Het Nutriënten Management Instituut NMI is partner in het Interreg North-West project ReNu2Farm. Onlangs is in het kader van dit project een rapport afgerond over de potentiële vraag naar nutriënten uit recycling. De onderzoekers geven aan dat de productie van op maat gemaakte meststoffen op basis van recycling de grootste kans van slagen zal hebben als de meststofsamenstelling wordt aangepast aan de regionale en gewasspecifieke behoeften.
Op dit moment is de landbouw nog afhankelijk van niet-hernieuwbare bronnen voor fosfor en kalium en minerale stikstof. De stikstof wordt met een hoge energie-input vanuit de lucht gebonden. Er komen echter alternatieven beschikbaar.
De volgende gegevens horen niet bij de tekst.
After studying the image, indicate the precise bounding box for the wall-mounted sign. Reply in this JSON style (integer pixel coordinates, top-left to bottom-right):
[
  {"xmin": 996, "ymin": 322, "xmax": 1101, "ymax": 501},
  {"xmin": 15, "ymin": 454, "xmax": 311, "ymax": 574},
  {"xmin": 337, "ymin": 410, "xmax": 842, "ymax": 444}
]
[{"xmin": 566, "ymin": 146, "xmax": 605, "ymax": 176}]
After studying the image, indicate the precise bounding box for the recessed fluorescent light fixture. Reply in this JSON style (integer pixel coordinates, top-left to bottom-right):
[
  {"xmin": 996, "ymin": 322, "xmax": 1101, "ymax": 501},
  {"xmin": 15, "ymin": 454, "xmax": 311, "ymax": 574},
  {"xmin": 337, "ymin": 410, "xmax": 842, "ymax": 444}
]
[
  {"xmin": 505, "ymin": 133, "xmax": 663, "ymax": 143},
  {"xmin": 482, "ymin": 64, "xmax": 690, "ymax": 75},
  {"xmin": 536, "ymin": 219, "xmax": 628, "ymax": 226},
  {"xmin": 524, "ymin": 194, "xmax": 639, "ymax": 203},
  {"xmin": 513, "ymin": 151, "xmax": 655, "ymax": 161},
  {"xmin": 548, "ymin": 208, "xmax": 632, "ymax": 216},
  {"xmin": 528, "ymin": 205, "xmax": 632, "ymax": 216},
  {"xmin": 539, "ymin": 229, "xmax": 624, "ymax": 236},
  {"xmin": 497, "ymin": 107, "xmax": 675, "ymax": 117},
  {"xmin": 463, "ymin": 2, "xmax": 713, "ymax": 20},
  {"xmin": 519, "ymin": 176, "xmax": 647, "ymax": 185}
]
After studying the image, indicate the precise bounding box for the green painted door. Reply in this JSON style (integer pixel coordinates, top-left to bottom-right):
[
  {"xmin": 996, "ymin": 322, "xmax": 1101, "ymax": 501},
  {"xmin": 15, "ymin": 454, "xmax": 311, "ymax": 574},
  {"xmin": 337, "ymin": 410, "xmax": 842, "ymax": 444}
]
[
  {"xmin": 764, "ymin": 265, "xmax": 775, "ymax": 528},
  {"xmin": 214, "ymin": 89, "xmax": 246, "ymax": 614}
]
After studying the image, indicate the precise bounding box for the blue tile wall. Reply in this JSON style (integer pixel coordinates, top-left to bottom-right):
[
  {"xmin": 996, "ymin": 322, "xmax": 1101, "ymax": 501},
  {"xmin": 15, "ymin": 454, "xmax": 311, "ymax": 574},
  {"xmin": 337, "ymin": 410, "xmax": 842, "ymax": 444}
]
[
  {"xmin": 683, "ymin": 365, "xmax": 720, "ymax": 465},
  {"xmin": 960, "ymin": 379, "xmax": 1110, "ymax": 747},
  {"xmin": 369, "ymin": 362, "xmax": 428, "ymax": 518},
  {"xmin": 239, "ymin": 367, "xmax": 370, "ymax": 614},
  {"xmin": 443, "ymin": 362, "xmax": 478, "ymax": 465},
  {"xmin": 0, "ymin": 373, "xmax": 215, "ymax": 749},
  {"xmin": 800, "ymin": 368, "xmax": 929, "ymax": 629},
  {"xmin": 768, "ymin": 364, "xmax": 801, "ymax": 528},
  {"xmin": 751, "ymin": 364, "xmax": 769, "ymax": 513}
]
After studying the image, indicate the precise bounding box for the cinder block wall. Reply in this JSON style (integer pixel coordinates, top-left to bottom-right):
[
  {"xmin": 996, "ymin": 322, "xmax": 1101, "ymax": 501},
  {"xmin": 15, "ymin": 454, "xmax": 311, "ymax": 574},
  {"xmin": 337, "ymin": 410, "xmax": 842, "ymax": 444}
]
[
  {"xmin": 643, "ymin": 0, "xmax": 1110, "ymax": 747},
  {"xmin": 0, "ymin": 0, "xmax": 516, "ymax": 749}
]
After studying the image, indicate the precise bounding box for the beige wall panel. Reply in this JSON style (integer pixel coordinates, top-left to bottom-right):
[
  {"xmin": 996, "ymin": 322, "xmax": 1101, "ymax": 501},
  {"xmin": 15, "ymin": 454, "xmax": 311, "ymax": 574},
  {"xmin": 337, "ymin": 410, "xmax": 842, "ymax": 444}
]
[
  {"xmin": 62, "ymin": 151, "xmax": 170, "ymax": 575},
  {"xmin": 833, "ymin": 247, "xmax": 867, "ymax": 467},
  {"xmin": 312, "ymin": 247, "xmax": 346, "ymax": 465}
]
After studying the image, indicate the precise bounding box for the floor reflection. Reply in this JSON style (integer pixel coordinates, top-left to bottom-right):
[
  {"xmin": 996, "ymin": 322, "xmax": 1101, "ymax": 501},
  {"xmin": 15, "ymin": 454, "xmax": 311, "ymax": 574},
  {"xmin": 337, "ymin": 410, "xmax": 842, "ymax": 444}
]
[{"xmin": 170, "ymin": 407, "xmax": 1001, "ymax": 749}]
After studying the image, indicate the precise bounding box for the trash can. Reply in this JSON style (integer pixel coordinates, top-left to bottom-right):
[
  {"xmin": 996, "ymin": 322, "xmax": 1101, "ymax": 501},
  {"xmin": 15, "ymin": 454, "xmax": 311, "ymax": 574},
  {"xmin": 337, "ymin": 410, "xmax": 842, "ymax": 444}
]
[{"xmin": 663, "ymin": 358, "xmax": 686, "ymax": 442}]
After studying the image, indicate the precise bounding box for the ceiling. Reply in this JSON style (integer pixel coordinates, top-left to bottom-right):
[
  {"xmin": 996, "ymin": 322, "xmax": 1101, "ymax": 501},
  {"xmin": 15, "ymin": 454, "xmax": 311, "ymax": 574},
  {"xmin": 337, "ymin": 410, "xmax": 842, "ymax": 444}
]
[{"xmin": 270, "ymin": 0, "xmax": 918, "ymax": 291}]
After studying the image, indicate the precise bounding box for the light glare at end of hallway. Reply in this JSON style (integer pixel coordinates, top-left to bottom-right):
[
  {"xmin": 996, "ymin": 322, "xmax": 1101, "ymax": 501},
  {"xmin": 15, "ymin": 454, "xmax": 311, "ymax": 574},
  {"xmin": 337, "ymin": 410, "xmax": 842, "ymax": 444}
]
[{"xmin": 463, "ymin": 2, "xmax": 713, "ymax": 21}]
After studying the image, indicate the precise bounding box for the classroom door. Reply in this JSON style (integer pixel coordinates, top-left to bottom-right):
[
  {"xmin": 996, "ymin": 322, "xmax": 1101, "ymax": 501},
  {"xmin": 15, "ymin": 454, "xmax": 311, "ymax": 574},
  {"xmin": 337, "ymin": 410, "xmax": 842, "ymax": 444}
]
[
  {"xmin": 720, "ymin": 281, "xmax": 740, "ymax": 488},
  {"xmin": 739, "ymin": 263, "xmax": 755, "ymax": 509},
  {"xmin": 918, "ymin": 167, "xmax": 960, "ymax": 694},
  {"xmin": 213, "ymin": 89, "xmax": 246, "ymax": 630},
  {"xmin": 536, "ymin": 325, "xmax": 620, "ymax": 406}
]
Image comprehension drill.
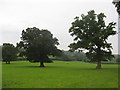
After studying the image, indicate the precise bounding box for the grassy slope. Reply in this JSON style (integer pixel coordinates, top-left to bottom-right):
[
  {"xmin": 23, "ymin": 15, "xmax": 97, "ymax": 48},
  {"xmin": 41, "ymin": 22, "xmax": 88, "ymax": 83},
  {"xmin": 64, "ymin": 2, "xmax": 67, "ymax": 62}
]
[{"xmin": 2, "ymin": 61, "xmax": 118, "ymax": 88}]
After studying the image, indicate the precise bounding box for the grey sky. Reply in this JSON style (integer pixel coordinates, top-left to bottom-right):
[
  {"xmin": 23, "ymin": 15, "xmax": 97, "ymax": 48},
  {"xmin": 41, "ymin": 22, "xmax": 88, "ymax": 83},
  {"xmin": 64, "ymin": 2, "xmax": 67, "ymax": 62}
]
[{"xmin": 0, "ymin": 0, "xmax": 118, "ymax": 53}]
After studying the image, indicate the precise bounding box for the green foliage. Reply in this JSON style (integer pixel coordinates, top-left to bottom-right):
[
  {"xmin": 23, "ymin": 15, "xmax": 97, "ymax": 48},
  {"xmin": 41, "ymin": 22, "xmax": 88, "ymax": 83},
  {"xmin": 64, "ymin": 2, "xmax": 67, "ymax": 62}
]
[
  {"xmin": 2, "ymin": 43, "xmax": 18, "ymax": 64},
  {"xmin": 113, "ymin": 1, "xmax": 120, "ymax": 14},
  {"xmin": 69, "ymin": 10, "xmax": 116, "ymax": 69},
  {"xmin": 17, "ymin": 27, "xmax": 60, "ymax": 64}
]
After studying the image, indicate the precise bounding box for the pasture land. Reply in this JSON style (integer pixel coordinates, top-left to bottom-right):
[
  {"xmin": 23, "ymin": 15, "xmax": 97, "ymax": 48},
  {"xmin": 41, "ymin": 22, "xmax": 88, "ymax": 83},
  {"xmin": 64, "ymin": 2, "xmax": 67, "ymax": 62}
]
[{"xmin": 2, "ymin": 61, "xmax": 118, "ymax": 88}]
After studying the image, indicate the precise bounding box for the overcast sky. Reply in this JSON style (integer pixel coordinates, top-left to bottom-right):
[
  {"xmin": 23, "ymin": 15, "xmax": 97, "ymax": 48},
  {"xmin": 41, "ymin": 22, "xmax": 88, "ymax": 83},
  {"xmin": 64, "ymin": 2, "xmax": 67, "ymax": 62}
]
[{"xmin": 0, "ymin": 0, "xmax": 118, "ymax": 54}]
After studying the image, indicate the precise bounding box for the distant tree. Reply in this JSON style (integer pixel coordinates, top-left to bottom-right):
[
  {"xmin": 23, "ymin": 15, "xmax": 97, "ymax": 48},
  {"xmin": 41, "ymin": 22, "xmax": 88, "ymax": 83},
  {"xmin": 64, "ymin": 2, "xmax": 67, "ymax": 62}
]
[
  {"xmin": 2, "ymin": 43, "xmax": 18, "ymax": 64},
  {"xmin": 17, "ymin": 27, "xmax": 60, "ymax": 67},
  {"xmin": 69, "ymin": 10, "xmax": 116, "ymax": 69}
]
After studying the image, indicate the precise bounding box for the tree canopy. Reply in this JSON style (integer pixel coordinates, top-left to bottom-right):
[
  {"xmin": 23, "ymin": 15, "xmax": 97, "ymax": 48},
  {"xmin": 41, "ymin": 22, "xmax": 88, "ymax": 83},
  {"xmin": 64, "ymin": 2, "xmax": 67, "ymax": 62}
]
[
  {"xmin": 69, "ymin": 10, "xmax": 116, "ymax": 69},
  {"xmin": 2, "ymin": 43, "xmax": 18, "ymax": 64},
  {"xmin": 17, "ymin": 27, "xmax": 60, "ymax": 67}
]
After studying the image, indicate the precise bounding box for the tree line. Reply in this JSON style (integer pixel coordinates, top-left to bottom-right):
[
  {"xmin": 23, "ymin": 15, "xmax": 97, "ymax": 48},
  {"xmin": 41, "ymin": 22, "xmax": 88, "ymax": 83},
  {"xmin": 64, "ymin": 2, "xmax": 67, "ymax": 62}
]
[{"xmin": 2, "ymin": 10, "xmax": 116, "ymax": 69}]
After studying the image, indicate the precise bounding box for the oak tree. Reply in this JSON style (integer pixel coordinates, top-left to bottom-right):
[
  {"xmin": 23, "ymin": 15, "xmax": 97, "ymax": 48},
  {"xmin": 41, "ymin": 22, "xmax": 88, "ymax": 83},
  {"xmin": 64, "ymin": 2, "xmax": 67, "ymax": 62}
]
[
  {"xmin": 17, "ymin": 27, "xmax": 60, "ymax": 67},
  {"xmin": 69, "ymin": 10, "xmax": 116, "ymax": 69}
]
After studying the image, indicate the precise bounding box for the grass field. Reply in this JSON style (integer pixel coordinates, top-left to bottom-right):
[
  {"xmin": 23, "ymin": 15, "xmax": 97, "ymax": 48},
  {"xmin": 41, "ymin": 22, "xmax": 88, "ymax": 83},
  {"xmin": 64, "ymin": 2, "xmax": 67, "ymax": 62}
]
[{"xmin": 2, "ymin": 61, "xmax": 118, "ymax": 88}]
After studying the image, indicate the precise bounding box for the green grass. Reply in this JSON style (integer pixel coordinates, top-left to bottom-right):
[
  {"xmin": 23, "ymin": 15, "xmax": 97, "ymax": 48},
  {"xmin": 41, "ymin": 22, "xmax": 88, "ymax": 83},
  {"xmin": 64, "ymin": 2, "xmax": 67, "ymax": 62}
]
[{"xmin": 2, "ymin": 61, "xmax": 118, "ymax": 88}]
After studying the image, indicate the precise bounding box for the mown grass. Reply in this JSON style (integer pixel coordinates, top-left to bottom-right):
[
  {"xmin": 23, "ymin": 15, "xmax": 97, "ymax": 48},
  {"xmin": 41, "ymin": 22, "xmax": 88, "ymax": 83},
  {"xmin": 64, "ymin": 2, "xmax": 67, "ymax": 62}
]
[{"xmin": 2, "ymin": 61, "xmax": 118, "ymax": 88}]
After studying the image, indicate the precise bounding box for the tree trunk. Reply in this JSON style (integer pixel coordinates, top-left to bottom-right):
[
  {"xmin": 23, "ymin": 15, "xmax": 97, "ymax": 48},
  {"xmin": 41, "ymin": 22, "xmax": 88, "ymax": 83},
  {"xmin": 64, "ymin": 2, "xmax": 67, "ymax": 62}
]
[
  {"xmin": 96, "ymin": 61, "xmax": 102, "ymax": 69},
  {"xmin": 40, "ymin": 62, "xmax": 45, "ymax": 67}
]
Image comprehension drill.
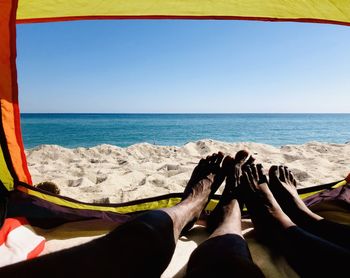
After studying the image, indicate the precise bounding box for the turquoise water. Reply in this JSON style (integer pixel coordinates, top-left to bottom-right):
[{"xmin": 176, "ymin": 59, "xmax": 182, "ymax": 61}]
[{"xmin": 21, "ymin": 114, "xmax": 350, "ymax": 148}]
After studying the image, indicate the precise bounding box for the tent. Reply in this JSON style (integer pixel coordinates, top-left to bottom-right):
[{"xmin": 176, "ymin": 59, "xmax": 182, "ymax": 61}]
[{"xmin": 0, "ymin": 0, "xmax": 350, "ymax": 232}]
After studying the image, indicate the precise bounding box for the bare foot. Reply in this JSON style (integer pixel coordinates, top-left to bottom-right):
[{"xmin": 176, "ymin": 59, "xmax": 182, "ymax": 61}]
[
  {"xmin": 239, "ymin": 164, "xmax": 295, "ymax": 241},
  {"xmin": 207, "ymin": 150, "xmax": 250, "ymax": 233},
  {"xmin": 181, "ymin": 152, "xmax": 225, "ymax": 234},
  {"xmin": 269, "ymin": 166, "xmax": 323, "ymax": 226}
]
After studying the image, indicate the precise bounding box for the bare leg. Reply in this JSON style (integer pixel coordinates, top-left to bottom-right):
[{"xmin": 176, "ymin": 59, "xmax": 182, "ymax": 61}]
[
  {"xmin": 240, "ymin": 165, "xmax": 350, "ymax": 277},
  {"xmin": 0, "ymin": 154, "xmax": 222, "ymax": 277},
  {"xmin": 186, "ymin": 159, "xmax": 264, "ymax": 278},
  {"xmin": 269, "ymin": 166, "xmax": 350, "ymax": 250}
]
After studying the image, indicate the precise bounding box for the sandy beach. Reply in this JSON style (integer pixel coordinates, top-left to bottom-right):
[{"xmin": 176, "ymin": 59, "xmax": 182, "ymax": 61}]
[{"xmin": 26, "ymin": 139, "xmax": 350, "ymax": 203}]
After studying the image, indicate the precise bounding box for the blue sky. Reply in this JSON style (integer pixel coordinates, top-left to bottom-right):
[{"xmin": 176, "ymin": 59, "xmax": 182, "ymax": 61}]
[{"xmin": 17, "ymin": 20, "xmax": 350, "ymax": 113}]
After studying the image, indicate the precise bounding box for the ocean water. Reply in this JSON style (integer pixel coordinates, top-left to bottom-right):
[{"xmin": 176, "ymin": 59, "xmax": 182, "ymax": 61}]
[{"xmin": 21, "ymin": 113, "xmax": 350, "ymax": 148}]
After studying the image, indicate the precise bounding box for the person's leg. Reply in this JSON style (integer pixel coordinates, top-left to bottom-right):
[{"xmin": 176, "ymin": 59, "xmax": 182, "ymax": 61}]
[
  {"xmin": 269, "ymin": 166, "xmax": 350, "ymax": 250},
  {"xmin": 240, "ymin": 165, "xmax": 350, "ymax": 277},
  {"xmin": 186, "ymin": 155, "xmax": 264, "ymax": 278},
  {"xmin": 0, "ymin": 155, "xmax": 222, "ymax": 277}
]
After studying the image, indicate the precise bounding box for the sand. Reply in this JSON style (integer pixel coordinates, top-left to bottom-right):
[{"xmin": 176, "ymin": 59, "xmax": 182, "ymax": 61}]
[
  {"xmin": 26, "ymin": 140, "xmax": 350, "ymax": 203},
  {"xmin": 22, "ymin": 140, "xmax": 350, "ymax": 278}
]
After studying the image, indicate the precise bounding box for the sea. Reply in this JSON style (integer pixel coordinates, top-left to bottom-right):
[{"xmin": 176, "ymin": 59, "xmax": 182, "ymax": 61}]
[{"xmin": 21, "ymin": 113, "xmax": 350, "ymax": 149}]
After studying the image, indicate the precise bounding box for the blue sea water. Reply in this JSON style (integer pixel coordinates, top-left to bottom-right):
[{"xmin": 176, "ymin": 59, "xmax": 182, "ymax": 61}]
[{"xmin": 21, "ymin": 113, "xmax": 350, "ymax": 148}]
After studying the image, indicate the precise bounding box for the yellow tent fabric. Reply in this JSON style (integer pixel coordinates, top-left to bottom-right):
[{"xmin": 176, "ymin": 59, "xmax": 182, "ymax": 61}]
[{"xmin": 17, "ymin": 0, "xmax": 350, "ymax": 25}]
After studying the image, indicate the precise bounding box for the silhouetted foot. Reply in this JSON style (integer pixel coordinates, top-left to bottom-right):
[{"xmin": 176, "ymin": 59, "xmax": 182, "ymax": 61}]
[
  {"xmin": 269, "ymin": 166, "xmax": 322, "ymax": 226},
  {"xmin": 207, "ymin": 150, "xmax": 250, "ymax": 233},
  {"xmin": 181, "ymin": 152, "xmax": 225, "ymax": 234},
  {"xmin": 239, "ymin": 164, "xmax": 295, "ymax": 243}
]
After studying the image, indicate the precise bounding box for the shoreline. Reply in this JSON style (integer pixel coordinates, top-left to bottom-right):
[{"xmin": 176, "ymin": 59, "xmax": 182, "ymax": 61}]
[{"xmin": 26, "ymin": 139, "xmax": 350, "ymax": 203}]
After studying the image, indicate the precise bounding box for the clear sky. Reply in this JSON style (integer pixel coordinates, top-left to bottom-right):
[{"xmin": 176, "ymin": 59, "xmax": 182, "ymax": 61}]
[{"xmin": 17, "ymin": 20, "xmax": 350, "ymax": 113}]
Gerecyclede nutriënten uit afvalstromen zijn niet alleen uitstekende bronnen, maar zijn er ook in vele vormen: organische bodemverbeteraars zoals compost, maar ook minerale producten zoals struviet en de vloeibare stikstofmeststof ammoniumsulfaat zijn bekende voorbeelden.

Aanvulling op dierlijke mest
Niet alle gerecyclede meststoffen zijn toepasbaar in elke situatie in elke regio van het noordwesten van Europa. Binnen het Interreg project ReNu2Farm werd de regiospecifieke vraag in kaart gebracht met als achterliggend doel om het recyclingpercentage van de belangrijkste nutriënten in de akkerbouw te verhogen door het aanbod van meststoffen beter af te stemmen op de vraag van boeren. Er werd bij de analyse rekening gehouden met de gewassen die in verschillende regio's worden geteeld, het bodemtype, de nutriëntenstatus, de adviezen en de wetgeving voor meststoftoediening. Dierlijke mest die in de meeste regio's beschikbaar is, wordt ook als een waardevolle meststof beschouwd. Naast dierlijke mest kunnen de op recycling gebaseerde meststoffen als aanvulling worden gebruikt.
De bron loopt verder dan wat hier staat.